The move from Predictive Modelling to Machine Learning can be easier than you think. However, before making that move you need to keep two key considerations in mind to ensure that you benefit from all that machine learning has to offer and that your predictive analytics system remains a trustworthy tool that lifts your business, rather than harming it: Retaining Frequency and the Consequence of Failure.
Within the predictive analytics space, trust is important. This is particularly relevant if you’ve developed a predictive analytics solution that makes some key decisions. If these decisions are made badly, the impact in financial terms can be significant.
Let’s consider home loans, for example. Predictive models will score out new loan applications and – based on various attributes of the applicant – will assign a score that will reflect the probability of default on that loan. If the score is too low, the loan application is declined.

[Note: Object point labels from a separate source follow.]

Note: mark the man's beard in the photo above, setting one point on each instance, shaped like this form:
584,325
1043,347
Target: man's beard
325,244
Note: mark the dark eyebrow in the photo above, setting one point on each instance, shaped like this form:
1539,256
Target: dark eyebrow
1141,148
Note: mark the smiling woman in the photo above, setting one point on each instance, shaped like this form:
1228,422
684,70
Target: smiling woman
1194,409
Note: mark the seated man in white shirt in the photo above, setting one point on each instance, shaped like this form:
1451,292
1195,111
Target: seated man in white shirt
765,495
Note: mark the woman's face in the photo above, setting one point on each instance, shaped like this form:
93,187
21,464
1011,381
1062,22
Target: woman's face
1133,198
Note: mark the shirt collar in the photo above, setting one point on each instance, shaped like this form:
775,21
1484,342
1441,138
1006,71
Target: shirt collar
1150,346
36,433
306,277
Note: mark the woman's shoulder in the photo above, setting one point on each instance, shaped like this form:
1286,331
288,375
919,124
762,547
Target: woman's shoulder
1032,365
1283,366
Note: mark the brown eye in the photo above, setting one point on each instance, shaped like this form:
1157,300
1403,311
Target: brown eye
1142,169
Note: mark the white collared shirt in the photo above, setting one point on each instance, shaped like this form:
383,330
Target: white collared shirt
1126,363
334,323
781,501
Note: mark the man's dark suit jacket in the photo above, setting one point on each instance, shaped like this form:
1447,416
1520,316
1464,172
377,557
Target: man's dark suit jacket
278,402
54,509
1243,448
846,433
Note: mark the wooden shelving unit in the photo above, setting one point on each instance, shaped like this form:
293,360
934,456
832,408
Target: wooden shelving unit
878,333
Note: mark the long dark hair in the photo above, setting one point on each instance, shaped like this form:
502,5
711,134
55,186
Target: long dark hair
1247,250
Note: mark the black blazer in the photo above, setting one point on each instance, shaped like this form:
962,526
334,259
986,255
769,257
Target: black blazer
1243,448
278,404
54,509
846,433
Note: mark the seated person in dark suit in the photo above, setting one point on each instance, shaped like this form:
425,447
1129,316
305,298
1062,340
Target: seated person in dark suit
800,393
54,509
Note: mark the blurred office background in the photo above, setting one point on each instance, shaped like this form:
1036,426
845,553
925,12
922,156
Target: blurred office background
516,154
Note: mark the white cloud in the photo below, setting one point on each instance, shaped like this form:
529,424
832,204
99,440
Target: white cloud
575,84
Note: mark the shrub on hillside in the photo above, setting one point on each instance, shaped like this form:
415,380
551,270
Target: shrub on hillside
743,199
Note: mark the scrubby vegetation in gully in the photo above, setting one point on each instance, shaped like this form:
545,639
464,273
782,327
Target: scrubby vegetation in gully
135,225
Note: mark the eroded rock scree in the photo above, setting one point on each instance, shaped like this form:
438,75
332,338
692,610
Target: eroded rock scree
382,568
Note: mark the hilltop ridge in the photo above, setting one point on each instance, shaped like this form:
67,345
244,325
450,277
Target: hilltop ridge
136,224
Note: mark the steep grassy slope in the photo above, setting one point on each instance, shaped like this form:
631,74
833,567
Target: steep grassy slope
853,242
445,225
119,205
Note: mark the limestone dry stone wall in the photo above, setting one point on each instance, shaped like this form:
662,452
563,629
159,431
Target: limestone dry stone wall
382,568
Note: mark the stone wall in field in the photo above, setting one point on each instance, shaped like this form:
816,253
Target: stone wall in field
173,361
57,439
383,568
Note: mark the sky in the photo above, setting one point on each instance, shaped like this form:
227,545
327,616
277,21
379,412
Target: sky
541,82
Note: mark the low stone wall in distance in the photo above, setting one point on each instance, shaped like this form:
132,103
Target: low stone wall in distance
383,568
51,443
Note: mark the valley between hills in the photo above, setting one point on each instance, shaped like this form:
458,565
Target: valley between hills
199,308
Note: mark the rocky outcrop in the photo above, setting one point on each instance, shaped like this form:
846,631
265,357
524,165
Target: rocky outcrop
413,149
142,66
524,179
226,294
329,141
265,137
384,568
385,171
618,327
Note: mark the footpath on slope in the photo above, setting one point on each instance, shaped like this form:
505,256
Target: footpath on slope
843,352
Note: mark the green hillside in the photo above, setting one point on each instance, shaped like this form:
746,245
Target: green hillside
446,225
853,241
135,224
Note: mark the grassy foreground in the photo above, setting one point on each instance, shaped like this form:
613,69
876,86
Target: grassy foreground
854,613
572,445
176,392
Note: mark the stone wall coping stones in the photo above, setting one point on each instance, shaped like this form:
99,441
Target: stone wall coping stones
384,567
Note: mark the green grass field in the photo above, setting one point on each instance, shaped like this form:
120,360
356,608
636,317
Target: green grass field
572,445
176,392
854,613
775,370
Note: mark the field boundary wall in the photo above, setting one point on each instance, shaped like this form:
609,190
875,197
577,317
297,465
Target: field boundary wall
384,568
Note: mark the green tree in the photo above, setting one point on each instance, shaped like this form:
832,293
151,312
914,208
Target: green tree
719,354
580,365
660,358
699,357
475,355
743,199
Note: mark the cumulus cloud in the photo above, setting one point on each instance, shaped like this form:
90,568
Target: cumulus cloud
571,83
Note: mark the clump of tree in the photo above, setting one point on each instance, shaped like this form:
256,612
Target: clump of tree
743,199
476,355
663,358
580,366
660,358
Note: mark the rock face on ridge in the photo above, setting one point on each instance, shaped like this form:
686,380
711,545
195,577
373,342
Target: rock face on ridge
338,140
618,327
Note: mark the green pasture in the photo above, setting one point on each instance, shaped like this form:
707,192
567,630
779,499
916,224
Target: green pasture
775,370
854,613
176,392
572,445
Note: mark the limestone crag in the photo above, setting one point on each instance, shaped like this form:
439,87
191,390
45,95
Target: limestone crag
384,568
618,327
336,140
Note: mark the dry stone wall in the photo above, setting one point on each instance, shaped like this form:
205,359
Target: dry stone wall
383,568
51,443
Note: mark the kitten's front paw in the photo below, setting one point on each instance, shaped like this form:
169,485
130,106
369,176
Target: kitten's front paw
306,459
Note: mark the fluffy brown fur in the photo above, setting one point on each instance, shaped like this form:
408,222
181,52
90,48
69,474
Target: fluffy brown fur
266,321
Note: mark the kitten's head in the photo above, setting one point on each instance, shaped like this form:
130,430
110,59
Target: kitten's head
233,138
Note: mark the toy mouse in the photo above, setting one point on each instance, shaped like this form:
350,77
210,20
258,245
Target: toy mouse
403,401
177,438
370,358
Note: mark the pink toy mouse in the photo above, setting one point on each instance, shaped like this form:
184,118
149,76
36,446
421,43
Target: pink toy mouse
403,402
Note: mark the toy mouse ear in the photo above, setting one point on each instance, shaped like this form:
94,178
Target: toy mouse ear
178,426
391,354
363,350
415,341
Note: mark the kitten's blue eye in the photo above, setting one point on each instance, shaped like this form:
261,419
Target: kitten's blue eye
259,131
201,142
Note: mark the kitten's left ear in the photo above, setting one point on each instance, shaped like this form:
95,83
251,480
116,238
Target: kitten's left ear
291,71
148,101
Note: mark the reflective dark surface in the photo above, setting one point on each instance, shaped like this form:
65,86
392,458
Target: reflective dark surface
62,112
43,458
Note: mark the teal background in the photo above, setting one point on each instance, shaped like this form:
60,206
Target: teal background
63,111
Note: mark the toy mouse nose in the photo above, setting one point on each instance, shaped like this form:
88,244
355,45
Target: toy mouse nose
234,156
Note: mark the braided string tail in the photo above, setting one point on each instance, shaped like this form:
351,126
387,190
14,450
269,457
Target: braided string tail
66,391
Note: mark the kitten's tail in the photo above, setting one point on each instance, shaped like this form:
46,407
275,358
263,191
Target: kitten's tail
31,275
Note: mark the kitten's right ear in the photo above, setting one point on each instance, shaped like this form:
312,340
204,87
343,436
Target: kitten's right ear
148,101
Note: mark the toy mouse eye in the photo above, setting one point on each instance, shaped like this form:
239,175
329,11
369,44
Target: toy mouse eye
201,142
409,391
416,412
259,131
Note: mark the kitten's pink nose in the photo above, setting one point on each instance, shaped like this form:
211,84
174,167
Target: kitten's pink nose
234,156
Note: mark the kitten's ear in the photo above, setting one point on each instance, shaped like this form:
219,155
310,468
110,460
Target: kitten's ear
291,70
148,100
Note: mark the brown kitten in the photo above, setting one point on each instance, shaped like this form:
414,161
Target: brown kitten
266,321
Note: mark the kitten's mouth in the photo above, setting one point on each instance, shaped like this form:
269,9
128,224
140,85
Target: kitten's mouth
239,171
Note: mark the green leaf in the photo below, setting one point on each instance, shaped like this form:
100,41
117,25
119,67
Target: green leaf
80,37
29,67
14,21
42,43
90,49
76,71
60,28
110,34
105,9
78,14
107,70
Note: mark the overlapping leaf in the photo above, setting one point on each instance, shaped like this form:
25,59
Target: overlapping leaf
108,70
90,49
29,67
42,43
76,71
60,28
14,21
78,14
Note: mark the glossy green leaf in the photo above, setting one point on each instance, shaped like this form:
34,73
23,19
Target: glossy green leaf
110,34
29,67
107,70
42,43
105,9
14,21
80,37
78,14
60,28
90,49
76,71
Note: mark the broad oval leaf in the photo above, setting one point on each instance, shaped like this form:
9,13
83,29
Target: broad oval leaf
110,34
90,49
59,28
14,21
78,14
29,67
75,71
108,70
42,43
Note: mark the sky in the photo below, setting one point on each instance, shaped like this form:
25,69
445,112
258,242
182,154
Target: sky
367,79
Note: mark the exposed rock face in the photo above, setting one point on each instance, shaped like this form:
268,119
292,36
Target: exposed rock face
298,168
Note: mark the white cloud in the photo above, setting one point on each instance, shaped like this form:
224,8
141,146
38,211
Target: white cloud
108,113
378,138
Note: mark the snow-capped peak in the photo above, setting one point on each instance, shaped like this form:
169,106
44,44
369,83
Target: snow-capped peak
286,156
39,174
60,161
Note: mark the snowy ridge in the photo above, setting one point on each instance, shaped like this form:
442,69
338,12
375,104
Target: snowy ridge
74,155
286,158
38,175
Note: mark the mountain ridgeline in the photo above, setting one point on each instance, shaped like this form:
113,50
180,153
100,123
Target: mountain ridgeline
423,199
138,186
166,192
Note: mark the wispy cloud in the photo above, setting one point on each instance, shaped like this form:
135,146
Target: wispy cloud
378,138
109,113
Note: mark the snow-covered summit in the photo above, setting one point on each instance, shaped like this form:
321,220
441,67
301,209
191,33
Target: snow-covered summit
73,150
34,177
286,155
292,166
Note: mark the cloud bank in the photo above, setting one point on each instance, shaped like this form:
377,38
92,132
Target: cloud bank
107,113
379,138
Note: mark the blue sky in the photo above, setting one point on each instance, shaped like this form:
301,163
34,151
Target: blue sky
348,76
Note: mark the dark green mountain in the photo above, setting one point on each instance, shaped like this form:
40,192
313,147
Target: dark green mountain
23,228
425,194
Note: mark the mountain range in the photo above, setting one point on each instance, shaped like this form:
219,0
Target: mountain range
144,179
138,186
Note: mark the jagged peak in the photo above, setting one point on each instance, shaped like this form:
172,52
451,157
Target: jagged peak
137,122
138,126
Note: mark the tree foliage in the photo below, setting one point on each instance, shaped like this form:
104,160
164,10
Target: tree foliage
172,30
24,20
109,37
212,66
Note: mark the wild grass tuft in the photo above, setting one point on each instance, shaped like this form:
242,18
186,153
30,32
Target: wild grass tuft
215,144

Imagine if the scoring system starts to turn against you, i.e. the allocated scores do not accurately reflect the propensity to default, and more ‘bad’ accounts are accepted and ‘good’ accounts are rejected. The impact for a large lending business would be significant, running into the millions. This is why lending models that assign a probability of default are developed over months by specialist analysts, taking great care in the underlying data, the construct of the model and the validation of the model against out-of-sample and out-of-time populations.
Read our blog posts on Machine Learning and its many applications across various industries.
On the other side of the scale, efficiency models are put in place to obtain higher yield for the same effort. The consequences may vary, but an example of a low consequence of failure would be an agent to customer model. Agents and customers are profiled and their interactions are observed. The model will pick out successful and unsuccessful interactions, and a ‘compatibility model’ will be developed and deployed into the dialler system. Should the developed model stop performing, one would revert back to a random allocation of agents to customers and some efficiencies would be lost, but not millions as in the case of defaults on large loans.